Bruxelles – L’epilogo era annunciato, ma ora è ufficiale: dopo 178 anni di attività, la compagnia turistica britannica Thomas Cook ha dichiarato bancarotta. Le ultime trattative con i creditori sono saltate nella notte e il colosso di viaggi ha annunciato con una nota che “sono cancellati tutti i futuri voli e le future vacanze”.
“E’ il più grande rimpatrio mai avvenuto in tempo di pace”, ha commentato a caldo la BBC, con 150mila cittadini britannici da riportare a casa a cui si aggiungono, per il momento, decine di migliaia di altri viaggiatori europei all’estero. In Germania, dove la compagnia aerea aveva il più florido mercato, sono 140mila i cittadini da rimpatriare, sostiene il Tagesschau. Le compagnie assicurative tedesche, spiega la BBC, si stanno organizzando per sopperire, ove possibile, ai disagi e alle possibili richieste di copertura. I Belgi lasciati a terra sono 10mila.

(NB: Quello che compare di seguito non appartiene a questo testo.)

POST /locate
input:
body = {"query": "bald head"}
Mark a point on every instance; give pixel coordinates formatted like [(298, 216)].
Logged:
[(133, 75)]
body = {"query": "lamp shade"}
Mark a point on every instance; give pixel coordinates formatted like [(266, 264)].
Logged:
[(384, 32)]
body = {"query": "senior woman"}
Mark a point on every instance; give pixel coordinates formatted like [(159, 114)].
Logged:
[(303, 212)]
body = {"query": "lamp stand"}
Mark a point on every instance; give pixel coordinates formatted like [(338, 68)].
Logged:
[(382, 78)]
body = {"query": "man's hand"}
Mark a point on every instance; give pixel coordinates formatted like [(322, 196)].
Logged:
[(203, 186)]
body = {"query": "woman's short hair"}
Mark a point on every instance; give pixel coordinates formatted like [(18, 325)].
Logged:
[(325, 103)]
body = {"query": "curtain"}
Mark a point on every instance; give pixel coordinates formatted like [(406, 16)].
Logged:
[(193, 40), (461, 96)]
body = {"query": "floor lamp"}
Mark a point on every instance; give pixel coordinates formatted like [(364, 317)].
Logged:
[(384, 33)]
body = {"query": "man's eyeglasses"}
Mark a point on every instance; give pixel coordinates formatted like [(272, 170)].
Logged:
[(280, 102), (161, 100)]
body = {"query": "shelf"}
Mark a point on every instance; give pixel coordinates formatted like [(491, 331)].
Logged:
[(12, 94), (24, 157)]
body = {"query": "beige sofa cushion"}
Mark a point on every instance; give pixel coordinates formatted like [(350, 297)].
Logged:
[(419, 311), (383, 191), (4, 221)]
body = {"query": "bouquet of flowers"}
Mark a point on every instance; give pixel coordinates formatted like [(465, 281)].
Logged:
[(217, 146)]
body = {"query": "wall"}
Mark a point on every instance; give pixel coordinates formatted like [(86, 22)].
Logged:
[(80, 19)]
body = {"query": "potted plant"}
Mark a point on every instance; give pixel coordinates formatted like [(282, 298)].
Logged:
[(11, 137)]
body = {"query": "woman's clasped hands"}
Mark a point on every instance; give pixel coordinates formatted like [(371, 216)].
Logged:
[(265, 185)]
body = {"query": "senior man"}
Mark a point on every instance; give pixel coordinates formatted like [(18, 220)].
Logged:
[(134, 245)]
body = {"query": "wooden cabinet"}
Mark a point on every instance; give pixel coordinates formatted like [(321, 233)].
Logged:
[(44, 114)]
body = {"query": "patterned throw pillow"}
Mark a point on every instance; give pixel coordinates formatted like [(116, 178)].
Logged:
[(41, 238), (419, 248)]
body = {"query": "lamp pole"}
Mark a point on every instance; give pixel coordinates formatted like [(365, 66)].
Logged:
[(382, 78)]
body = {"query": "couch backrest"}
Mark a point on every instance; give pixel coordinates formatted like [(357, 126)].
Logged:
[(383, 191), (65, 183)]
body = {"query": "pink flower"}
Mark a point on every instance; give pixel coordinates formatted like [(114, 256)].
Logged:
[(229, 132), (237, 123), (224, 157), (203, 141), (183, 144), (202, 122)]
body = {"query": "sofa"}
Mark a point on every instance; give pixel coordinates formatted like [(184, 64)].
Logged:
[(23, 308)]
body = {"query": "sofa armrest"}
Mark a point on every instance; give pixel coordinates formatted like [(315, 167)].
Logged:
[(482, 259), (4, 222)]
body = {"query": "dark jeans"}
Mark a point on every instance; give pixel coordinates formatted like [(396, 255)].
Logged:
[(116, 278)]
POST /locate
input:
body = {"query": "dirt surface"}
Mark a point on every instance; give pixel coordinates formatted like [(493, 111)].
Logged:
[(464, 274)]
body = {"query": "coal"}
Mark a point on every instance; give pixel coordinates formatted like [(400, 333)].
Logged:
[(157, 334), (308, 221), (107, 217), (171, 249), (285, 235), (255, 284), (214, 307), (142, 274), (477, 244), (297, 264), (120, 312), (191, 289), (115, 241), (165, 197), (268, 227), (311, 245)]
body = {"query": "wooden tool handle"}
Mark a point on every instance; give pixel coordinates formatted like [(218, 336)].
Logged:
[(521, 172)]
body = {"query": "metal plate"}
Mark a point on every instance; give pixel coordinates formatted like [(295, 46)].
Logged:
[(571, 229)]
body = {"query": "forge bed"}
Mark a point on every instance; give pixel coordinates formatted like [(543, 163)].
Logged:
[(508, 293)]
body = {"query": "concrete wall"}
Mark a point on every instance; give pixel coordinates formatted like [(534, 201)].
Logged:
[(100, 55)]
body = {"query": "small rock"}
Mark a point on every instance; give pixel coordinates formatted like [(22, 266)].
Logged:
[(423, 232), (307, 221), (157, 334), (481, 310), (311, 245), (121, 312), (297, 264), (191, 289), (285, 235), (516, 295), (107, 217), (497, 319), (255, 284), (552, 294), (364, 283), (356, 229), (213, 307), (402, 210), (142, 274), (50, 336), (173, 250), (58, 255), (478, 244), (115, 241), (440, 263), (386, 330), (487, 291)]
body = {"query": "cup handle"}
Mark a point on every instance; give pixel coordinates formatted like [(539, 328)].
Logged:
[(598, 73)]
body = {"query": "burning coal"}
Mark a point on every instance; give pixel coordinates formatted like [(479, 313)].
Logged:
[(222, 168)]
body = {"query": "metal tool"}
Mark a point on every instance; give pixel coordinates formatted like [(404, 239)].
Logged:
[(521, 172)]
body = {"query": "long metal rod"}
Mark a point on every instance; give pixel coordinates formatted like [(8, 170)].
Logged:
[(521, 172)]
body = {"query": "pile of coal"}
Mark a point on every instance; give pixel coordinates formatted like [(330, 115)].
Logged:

Un tracollo che grava sulle spalle di 22mila lavoratori nel mondo, di cui 9mila in Gran Bretagna: numeri che per i quali il CEO di Thomas Cook, Peter Fankhauser, ha rivolto le sue scuse “ai milioni di clienti e alle migliaia di dipendenti” dell’azienda. Da Londra, il corrispondente di BBC, Thomas Burridge, fa sapere che oggi 16mila viaggiatori sarebbero dovuti tornare a casa con i voli della compagnia e che le autorità sperano di riuscirne a imbarcare 14mila su voli charter. “I clienti provenienti dal Regno Unito – fa sapere il Dipartimento per i trasporti – verranno rimpatriati in data il più possibile prossima a quella che avevano prenotato”.

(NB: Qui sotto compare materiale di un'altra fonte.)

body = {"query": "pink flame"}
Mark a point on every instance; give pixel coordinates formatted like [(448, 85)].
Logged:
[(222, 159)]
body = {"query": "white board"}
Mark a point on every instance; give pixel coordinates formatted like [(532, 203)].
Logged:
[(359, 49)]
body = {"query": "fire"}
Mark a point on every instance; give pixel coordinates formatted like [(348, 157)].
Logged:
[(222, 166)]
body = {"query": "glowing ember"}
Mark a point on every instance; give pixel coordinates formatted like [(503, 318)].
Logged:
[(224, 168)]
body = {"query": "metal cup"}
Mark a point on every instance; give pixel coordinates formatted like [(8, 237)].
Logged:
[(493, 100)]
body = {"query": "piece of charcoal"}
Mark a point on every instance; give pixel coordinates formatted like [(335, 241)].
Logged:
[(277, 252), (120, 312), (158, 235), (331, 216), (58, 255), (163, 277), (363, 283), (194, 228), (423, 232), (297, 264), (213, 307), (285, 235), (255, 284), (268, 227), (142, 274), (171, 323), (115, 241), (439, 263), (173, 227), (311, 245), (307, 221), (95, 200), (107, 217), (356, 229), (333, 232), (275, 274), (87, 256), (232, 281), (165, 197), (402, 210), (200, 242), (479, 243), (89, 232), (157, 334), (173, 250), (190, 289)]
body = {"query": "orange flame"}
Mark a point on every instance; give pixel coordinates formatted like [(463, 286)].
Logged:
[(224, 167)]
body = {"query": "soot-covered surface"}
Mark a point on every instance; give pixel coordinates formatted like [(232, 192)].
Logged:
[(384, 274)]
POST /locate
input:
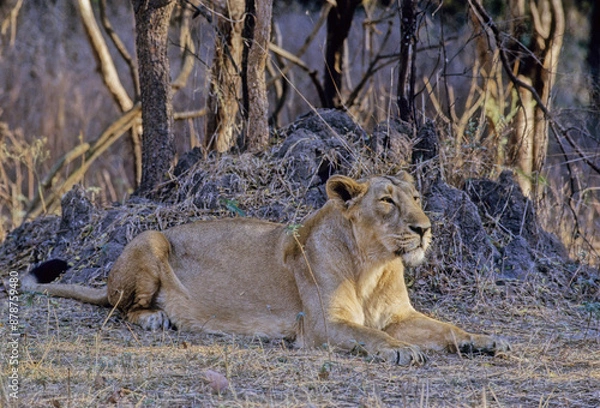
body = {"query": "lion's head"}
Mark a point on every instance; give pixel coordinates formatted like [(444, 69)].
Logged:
[(386, 215)]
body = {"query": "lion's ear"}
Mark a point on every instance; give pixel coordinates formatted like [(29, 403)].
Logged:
[(344, 188), (405, 176)]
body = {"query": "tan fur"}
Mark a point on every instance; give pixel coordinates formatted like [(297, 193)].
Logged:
[(338, 279)]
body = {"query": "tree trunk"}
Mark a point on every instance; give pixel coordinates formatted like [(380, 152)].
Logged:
[(408, 28), (222, 122), (257, 34), (158, 150), (339, 21), (529, 143), (594, 56)]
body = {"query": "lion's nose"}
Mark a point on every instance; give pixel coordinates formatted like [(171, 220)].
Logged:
[(420, 229)]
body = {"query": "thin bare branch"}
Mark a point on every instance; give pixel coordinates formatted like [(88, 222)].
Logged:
[(105, 61), (129, 60)]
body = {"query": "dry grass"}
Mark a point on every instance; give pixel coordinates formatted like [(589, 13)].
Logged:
[(106, 362)]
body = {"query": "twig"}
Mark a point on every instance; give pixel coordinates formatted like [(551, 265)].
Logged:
[(121, 48)]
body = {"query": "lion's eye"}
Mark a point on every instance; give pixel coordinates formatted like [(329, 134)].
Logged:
[(387, 200)]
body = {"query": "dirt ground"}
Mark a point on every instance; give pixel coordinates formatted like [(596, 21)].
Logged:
[(77, 355)]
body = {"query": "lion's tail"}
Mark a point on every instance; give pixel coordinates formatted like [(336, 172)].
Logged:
[(37, 281)]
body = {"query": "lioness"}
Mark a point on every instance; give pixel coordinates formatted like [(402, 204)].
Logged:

Ma perché non si è riusciti a prevenire il collasso? L’azienda aveva chiesto al governo britannico di innescare un’operazione di salvataggio di 250 milioni, che le era stato negato. I grossi debiti che questa aveva accumulato (circa 1,5 miliardi di sterline) e le attività portate avanti nell’High Street business non la candidavano facilmente al salvataggio nell’era del fai da te on line, ha spiegato Grant Shapps, Segretario del governo per i Trasporti. Il premier Boris Johnson ha apertamente criticato i manager dell’azienda: “C’è da chiedersi quanto i dirigenti di questa società fossero adeguatamente incentivati a risolvere i loro problemi”. Poi, pensando alle migliaia di vacanzieri trattenuti lontano da casa, ha aggiunto: “Faremo del nostro meglio per riportarli a casa. In un modo o nell’altro lo Stato dovrà intervenire per aiutarli”.

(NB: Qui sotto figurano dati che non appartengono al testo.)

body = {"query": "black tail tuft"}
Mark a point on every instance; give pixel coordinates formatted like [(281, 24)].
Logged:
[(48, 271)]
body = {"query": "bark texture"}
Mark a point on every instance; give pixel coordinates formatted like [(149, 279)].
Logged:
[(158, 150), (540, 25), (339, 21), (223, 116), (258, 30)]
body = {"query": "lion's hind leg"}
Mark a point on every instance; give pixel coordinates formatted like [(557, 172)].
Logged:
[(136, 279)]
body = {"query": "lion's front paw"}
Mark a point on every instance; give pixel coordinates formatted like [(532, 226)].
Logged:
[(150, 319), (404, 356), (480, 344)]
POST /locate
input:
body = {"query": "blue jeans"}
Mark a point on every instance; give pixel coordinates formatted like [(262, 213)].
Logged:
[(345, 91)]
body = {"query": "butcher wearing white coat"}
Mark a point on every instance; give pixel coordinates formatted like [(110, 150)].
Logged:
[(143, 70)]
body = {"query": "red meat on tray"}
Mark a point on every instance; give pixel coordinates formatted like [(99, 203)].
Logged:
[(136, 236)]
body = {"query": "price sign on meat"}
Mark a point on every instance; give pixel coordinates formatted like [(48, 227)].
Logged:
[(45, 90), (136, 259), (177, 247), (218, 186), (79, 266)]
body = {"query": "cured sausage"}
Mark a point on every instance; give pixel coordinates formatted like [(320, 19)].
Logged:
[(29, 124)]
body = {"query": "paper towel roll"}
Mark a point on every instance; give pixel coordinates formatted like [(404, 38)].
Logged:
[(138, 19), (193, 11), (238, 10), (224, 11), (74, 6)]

Per quanto riguarda le ripercussioni su turisti italiani, Lorenza Bonaccorsi, sottosegretaria per il Turismo al ministero per i Beni Culturali spiega che “stiamo seguendo insieme al ministero degli Esteri le ripercussioni del fallimento Thomas Cook per verificare se ci sono nostri connazionali bloccati all’estero e nel caso dare loro assistenza attraverso l’unità di crisi della Farnesina che si è subito attivata. Stiamo anche verificando gli effetti e i danni per le imprese e i lavoratori del settore turistico italiano”.
Oltre ai guai finanziari che hanno provocato il tracollo di Thomas Cook, ad aggravare la situazione è ora la Brexit. “Non c’è alcun dubbio che abbia spinto molti clienti britannici a rinviare i piani per le loro vacanze”, si era difeso lo scorso maggio Peter Frankhauser. “Certo è che le condizioni psicologiche e le incertezze sulla Brexit non hanno giocato a favore di Thomas Cook”, ha detto poi l’esperto di aeronautica, Jean Collard. “La mancanza di fiducia in ciò che accadrà e l’assenza di chiarezza sul caso Brexit hanno rallentato il turismo, ma hanno fatto anche precipitare le cose”.